There have been a number of Scientific discoveries that seemed to be purely scientific curiosities that later turned out to be incredibly useful. Hertz famously commented about the discovery of radio waves: “I do not think that the wireless waves I have discovered will have any practical application.”
Are there examples like this in math as well? What is the most interesting “pure math” discovery that proved to be useful in solving a real-world problem?
I’m studying EE in university, and have been surprised by just how much imaginary numbers are used
From what I’ve seen that’s one example where you could totally just use trig and pairs of numbers, though. I might be missing something, because I’m not an electrical engineer.
You can, they map, but complex numbers are much much easier to deal with
In quantum mechanics, there are times you divide two different complex numbers, and complex multiplication/division is the thing two real numbers can’t really replicate. That’s how the Bloch 2-sphere in 3D space is constructed from two complex dimensions (which maps to 4 real ones).
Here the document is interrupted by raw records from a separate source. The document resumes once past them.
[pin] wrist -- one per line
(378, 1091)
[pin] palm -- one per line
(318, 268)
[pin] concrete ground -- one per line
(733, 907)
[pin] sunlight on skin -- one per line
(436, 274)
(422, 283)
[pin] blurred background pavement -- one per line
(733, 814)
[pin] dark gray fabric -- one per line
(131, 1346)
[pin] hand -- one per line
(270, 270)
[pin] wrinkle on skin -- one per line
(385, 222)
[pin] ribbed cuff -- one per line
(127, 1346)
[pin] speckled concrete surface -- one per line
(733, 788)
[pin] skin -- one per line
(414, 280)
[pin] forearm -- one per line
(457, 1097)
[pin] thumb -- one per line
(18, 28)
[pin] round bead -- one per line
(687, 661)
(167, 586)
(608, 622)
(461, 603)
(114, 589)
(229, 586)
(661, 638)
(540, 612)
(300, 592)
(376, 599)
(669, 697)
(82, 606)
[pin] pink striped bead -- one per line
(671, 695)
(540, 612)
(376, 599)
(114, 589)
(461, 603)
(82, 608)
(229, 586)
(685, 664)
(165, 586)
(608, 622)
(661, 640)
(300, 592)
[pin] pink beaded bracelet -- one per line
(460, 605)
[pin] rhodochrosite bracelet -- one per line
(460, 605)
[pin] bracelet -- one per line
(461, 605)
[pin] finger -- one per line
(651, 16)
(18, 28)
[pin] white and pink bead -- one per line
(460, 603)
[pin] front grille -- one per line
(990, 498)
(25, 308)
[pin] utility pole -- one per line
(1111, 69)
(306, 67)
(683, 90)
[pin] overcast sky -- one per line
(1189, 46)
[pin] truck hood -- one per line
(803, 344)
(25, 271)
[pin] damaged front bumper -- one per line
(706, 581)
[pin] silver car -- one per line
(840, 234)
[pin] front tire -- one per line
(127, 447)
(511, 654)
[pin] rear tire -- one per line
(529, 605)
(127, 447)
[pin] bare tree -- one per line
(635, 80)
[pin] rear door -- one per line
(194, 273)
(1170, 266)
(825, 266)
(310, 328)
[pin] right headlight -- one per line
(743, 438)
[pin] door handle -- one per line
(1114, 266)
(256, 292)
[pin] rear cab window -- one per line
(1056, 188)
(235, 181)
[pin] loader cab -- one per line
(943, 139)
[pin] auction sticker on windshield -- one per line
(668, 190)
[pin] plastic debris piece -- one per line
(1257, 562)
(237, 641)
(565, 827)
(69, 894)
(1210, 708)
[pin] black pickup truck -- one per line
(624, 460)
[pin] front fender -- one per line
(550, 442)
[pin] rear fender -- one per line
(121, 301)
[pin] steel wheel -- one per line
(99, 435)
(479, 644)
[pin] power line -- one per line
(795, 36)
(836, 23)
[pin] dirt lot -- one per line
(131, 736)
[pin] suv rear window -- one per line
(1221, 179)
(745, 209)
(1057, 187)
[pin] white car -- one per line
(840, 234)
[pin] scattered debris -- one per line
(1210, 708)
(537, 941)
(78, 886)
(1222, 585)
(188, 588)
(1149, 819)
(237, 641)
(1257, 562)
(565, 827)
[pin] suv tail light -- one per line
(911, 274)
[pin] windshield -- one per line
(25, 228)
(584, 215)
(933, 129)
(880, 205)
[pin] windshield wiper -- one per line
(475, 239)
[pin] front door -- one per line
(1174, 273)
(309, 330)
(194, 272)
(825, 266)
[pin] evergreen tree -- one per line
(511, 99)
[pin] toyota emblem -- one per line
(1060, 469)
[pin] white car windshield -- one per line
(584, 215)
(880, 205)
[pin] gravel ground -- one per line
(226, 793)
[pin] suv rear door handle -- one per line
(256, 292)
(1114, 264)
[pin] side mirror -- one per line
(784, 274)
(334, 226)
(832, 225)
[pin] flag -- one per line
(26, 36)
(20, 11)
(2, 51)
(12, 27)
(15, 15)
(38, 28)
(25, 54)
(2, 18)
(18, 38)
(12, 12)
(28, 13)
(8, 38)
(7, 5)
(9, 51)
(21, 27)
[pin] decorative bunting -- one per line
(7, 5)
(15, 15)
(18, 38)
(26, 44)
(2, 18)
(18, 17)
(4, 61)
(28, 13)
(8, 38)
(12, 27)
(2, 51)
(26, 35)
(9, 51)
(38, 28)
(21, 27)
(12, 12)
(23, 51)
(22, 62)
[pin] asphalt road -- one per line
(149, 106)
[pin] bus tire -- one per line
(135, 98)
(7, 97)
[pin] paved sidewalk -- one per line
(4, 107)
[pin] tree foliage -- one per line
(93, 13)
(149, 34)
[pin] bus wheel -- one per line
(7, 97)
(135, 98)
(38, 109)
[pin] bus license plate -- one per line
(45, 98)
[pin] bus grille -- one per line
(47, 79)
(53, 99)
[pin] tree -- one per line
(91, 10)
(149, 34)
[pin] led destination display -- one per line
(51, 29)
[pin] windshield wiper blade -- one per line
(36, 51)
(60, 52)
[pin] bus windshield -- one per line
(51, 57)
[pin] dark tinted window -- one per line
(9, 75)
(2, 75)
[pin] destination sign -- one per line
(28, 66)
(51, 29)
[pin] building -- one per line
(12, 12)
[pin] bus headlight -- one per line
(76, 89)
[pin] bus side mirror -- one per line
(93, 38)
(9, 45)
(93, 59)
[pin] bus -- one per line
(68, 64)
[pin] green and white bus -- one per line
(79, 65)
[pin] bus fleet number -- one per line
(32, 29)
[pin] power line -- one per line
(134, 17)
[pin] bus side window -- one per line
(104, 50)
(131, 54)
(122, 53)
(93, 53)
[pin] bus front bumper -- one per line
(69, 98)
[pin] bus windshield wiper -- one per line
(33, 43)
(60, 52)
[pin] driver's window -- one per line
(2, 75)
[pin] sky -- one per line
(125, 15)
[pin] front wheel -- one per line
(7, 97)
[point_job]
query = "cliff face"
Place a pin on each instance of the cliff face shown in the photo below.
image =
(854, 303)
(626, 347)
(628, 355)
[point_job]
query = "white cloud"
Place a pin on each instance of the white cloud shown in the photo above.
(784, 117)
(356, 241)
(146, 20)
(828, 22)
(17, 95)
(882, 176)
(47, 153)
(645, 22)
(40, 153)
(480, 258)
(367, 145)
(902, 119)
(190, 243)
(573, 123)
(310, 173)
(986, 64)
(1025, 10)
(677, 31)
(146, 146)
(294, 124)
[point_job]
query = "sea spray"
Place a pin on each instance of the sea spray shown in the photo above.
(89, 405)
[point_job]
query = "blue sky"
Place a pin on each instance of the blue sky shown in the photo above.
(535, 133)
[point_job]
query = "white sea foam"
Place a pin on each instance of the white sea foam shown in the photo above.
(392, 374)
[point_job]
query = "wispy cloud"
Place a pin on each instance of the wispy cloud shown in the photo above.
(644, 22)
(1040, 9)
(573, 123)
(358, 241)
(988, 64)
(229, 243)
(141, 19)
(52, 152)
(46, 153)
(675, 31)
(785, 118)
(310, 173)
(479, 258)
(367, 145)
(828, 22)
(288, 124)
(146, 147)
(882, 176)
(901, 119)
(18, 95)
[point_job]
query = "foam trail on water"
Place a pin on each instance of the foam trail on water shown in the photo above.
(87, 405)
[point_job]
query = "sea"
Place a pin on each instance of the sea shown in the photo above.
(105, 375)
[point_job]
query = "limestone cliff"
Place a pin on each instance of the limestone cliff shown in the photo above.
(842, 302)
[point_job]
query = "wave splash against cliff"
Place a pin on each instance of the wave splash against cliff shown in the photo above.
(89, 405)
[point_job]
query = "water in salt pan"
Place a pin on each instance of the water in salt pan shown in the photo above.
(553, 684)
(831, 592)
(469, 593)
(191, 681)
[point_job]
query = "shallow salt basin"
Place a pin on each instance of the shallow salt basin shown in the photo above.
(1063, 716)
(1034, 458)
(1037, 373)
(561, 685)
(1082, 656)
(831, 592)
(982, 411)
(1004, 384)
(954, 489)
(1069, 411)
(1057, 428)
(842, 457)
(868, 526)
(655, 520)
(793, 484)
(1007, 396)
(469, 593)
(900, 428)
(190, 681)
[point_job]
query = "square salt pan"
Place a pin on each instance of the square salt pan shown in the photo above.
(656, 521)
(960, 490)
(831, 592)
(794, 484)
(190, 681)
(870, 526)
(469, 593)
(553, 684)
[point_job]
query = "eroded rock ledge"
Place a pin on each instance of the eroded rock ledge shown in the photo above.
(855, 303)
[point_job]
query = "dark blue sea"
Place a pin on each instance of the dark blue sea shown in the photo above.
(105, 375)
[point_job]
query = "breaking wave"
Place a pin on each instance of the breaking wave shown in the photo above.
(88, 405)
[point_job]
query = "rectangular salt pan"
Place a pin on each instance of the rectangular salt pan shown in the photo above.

It’s peripheral, though. Nothing in the guts of the theory needs it AFAIK - the Bloch sphere doesn’t generalise much and is more of a visualisation. So, jury’s still out on if it’s us or if it’s nature that likes seeing it that way.
EE is absolutely fascinating for applications of calculus in general.
I didn’t give a shit about calculus and then EE just kept blowing my mind.
I was gonna ask how imaginary numbers are often used but then you reminded me of EE applications and that’s totally true.